Normalize gcta/remlldms LDMS setup

lyh970817 · lyh970817 · commit 9198ed58ecdd · 2026-05-16T18:30:17.000+08:00
diff --git a/modules/nf-core/gcta/remlldms/main.nf b/modules/nf-core/gcta/remlldms/main.nf
@@ -2,28 +2,28 @@ process GCTA_REMLLDMS {
     tag "gcta_reml_ldms_${meta.id}_${meta2.id}"
     label 'process_medium'
     conda "${moduleDir}/environment.yml"
-    container "${ workflow.containerEngine == 'singularity' && !task.ext.singularity_pull_docker_container ?
-        'docker://community.wave.seqera.io/library/gcta:1.94.1--9bc35dc424fcf6e9' :
-        'community.wave.seqera.io/library/gcta:1.94.1--9bc35dc424fcf6e9' }"

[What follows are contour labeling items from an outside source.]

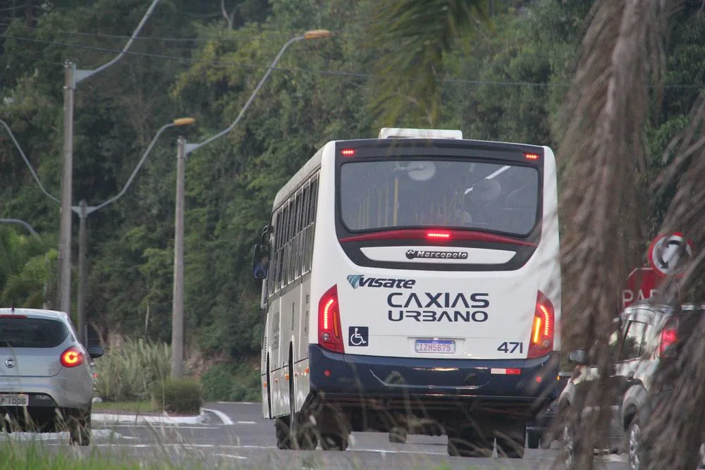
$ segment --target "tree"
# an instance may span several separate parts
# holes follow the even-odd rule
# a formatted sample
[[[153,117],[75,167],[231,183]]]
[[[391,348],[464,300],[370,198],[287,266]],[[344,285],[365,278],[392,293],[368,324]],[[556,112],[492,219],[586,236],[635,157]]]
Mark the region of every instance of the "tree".
[[[377,3],[369,42],[381,49],[370,103],[379,125],[402,119],[435,127],[441,103],[443,57],[458,37],[467,39],[488,19],[486,0],[384,0]],[[422,124],[424,123],[424,124]]]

+    container "${workflow.containerEngine == 'singularity' && !task.ext.singularity_pull_docker_container
+        ? 'https://community-cr-prod.seqera.io/docker/registry/v2/blobs/sha256/46/46b0d05f0daa47561d87d2a9cac5e51edc2c78e26f1bbab439c688386241a274/data'
+        : 'community.wave.seqera.io/library/gcta:1.94.1--9bc35dc424fcf6e9'}"
 
     input:
-    tuple val(meta), path(phenotypes_file)
+    tuple val(meta), path(phenotypes_file), val(mpheno), val(prevalence)
     tuple val(meta2), path(mgrm_file), path(grm_files)
     tuple val(meta3), path(quant_covariates_file)
     tuple val(meta4), path(cat_covariates_file)
-    val(mpheno)
 
     output:
     tuple val(meta), path("*.hsq"), emit: reml_results
-    tuple val("${task.process}"), val("gcta"), eval("gcta --version 2>&1 | grep 'version v' | tr -s ' ' | cut -d' ' -f3 | sed 's/^v//'"), emit: versions_gcta, topic: versions
+    tuple val("${task.process}"), val("gcta"), eval("gcta --version | sed -En 's/^[*] version v([0-9.]*).*/\\1/p'"), emit: versions_gcta, topic: versions
 
     when:
     task.ext.when == null || task.ext.when
 
     script:
     def prefix = task.ext.prefix ?: "${meta.id}"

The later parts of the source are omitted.